Kkyylliiee enters with another "Auntie" and two suitcases so that "Maw-Maw" can do her makeup. "Nee-naw" brings McDonald's for the whole clan. I can't help but remember the sign clearly stated outside "NO FOOD OR DRINK." Again I say — just follow the rules. Yes, they apply to you.
I can't stop watching the insanity and as I compose this in my head — I make a mental note to myself to write this to you . . . My dear Americanized children, you aren't above the rules and you aren't that great . . . I am not sorry if you felt less than your peers because I forgot to turn in the form for you to be highlighted in a program.
As much as it hurts me — feel less than. Esteem not yourself. Feel lonely. Feel unworthy. Feel unaccomplished. Feel small. Feel lost. Feel broken.
For if you believe you are greater than, your father and I have failed miserably. Among the broken you will find Christ. My prayer for you is that you see Him everywhere. There's nowhere to go but down if we as a society continue to treat mediocrity as mighty. If you are never uncomfortable, weary, left out and unpraised how will you recognize the desolate? And if you are never desolate how will you recognize how much you need a Savior?
I will continue to put pictures of you on Facebook and brag about you. I will still cut the crust off your sandwiches — and bring you Sonic slushes for no reason. It is my mommy nature — but I pray I never make you feel you are more than those around you. My prayer for you is that you came to serve, not be served. I may not like the way it wears on you, but it's not about you.

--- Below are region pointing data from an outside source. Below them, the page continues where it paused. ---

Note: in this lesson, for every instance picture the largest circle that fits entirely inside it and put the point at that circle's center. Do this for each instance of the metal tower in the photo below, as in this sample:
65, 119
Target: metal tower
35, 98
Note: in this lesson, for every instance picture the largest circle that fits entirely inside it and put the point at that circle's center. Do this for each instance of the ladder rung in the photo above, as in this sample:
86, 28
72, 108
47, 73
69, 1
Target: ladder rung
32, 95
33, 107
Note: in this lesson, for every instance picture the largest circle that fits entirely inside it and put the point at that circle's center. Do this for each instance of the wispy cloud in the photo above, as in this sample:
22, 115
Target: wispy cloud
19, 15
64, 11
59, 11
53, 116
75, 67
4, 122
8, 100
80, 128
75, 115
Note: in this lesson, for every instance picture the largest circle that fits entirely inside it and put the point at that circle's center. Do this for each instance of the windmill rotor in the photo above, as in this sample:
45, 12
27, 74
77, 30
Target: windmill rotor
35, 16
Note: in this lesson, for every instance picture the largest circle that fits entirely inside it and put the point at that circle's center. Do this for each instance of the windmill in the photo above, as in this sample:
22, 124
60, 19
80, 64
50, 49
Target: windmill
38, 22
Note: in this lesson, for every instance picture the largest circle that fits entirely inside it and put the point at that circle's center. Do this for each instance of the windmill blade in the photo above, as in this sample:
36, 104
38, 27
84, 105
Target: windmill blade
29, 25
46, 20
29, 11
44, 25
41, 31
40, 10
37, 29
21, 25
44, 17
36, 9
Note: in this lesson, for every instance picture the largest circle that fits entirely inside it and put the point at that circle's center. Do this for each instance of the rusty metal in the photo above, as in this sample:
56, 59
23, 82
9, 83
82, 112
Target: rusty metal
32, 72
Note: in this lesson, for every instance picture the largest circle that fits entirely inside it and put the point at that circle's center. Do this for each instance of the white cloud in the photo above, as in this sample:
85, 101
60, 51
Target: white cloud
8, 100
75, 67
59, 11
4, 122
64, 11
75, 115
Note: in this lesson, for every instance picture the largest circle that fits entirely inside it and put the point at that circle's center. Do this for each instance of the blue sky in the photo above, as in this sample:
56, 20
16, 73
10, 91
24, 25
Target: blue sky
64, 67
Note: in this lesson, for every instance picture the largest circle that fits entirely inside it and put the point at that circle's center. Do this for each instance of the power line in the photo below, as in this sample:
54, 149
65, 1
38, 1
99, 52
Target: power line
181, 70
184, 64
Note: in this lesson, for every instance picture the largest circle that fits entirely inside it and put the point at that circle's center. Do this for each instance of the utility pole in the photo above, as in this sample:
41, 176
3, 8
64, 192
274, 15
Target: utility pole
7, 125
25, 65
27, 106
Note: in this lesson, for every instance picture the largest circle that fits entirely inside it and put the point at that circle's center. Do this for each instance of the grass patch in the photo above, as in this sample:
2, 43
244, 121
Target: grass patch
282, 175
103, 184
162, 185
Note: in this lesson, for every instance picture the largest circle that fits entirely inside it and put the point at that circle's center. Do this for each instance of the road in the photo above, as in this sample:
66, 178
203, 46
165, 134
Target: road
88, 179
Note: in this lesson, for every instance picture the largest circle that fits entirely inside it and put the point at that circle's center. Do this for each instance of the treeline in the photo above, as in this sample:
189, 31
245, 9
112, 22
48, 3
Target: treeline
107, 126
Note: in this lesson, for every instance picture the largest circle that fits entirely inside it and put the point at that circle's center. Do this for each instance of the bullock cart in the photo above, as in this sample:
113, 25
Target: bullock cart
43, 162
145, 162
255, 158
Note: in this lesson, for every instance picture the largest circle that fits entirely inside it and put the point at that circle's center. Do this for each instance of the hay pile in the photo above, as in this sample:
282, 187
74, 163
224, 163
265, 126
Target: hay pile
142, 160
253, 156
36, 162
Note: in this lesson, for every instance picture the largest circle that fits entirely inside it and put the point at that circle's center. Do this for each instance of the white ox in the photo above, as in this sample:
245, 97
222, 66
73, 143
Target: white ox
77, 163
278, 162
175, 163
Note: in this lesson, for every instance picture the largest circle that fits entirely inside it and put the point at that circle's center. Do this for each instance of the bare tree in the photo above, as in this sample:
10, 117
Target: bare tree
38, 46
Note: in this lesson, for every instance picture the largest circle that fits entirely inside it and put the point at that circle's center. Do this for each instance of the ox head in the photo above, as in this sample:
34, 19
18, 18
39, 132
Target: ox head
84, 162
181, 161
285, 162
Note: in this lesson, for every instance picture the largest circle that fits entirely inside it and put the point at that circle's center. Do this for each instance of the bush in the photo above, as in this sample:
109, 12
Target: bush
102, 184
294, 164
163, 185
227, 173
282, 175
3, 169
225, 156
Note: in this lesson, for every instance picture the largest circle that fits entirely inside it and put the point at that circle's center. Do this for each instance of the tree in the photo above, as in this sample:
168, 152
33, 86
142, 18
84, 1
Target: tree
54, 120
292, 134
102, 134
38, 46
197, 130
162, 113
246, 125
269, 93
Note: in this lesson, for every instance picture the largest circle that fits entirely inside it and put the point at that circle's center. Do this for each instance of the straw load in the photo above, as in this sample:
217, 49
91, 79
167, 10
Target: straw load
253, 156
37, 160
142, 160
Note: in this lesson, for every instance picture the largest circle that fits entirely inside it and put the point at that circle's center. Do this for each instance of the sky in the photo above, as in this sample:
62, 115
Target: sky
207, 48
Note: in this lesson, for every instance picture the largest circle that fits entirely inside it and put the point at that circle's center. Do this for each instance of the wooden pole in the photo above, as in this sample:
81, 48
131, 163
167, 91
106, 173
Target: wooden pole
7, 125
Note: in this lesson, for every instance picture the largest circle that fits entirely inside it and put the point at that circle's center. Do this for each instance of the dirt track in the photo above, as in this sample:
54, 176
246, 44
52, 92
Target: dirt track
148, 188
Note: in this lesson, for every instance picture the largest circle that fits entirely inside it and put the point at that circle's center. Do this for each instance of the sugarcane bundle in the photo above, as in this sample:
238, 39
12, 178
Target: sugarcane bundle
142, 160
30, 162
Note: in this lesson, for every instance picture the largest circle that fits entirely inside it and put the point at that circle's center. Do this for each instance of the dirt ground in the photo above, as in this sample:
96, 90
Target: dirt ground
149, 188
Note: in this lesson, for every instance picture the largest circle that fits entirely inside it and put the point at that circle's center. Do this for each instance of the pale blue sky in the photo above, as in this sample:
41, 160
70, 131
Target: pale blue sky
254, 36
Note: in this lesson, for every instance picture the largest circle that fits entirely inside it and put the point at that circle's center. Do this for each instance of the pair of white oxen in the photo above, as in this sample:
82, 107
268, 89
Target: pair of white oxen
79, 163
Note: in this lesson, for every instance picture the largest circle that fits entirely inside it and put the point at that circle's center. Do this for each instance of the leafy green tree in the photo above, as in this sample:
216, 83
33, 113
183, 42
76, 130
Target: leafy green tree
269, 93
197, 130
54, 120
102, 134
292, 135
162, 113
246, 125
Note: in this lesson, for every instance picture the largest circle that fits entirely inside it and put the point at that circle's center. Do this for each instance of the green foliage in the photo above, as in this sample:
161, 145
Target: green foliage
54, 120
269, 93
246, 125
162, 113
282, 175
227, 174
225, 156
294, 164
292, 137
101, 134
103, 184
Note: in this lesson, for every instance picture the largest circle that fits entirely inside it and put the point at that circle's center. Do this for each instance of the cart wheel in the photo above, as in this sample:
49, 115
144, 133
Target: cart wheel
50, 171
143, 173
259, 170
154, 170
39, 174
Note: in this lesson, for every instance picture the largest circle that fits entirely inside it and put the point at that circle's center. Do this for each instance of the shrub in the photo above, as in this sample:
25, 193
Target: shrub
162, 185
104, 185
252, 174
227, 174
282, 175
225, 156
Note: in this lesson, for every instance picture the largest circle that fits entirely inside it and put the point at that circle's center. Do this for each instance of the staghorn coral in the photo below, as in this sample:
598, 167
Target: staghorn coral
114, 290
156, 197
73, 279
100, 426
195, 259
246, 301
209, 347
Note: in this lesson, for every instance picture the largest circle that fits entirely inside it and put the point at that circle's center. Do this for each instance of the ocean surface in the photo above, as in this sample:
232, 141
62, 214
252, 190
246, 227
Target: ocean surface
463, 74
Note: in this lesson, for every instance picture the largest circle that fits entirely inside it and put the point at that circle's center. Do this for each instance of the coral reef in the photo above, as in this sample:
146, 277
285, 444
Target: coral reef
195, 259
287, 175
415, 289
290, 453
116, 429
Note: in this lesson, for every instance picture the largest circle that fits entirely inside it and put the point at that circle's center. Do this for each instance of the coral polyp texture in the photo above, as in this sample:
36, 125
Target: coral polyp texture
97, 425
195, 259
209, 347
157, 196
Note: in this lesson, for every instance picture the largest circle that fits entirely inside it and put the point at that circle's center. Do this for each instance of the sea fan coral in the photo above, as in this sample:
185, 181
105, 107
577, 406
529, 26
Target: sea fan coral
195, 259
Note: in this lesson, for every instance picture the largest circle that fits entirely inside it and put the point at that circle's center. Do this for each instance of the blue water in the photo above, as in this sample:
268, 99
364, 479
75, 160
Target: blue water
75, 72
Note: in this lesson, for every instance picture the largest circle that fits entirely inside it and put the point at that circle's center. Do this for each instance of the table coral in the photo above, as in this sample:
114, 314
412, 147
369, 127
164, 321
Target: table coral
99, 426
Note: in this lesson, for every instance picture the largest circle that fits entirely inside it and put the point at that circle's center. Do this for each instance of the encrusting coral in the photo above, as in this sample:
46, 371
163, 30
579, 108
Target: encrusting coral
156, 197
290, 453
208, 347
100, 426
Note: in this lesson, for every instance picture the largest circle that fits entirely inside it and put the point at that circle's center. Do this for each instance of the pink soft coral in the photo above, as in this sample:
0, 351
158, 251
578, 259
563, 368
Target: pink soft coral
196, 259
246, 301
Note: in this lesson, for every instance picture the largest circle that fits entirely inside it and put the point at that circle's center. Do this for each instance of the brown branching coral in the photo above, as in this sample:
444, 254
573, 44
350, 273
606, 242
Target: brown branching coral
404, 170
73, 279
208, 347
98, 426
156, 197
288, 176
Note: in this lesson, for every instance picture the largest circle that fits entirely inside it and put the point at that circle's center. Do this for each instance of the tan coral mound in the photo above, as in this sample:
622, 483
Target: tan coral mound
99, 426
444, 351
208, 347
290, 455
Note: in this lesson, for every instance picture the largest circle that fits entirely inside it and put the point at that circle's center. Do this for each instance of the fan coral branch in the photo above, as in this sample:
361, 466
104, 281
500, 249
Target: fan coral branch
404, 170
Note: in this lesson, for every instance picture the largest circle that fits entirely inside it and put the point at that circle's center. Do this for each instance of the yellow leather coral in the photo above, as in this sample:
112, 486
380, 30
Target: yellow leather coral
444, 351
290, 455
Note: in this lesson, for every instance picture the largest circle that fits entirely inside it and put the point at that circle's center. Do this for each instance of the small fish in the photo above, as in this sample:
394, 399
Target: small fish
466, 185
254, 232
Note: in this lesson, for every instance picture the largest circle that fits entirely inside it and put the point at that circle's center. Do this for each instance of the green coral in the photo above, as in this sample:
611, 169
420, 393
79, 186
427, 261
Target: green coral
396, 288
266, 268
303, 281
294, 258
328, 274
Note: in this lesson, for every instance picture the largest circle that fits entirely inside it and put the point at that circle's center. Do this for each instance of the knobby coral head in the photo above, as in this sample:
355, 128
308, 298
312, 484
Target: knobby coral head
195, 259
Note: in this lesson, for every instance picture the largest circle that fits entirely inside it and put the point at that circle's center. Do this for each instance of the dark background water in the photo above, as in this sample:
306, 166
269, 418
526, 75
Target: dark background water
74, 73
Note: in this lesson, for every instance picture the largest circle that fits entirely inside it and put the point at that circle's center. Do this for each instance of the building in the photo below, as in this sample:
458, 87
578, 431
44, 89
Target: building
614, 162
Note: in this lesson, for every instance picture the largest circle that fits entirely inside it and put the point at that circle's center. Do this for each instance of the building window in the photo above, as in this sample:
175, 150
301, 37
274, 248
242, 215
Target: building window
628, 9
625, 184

Ah, and most importantly I pray you are wise enough to recognize the broken among the esteemed. We well meaning and proud parents have created the monsters. You have to see the tragedy of the poor and the crack addicted; the baby who may never have a recital portrait taken or her name in lights. And it is sad. But it is also sad to learn too late you aren't that great.
The last shall be first — the first shall be last.
All this to be said . . . Sophie, I forgot flowers for you after the recital. You did a really good job, but don't quit school to pursue a career in dance, baby girl. I wasn't lying to any of you when I said I was proud of your C- paper. If you tried — if you cared and that is how you were graded — bravo. Work hard, be willing to get dirty, give away your lunch or your last dollar, sit with the lonely, stand up for injustice, follow the rules, walk through the fire . . . you're doing just fine.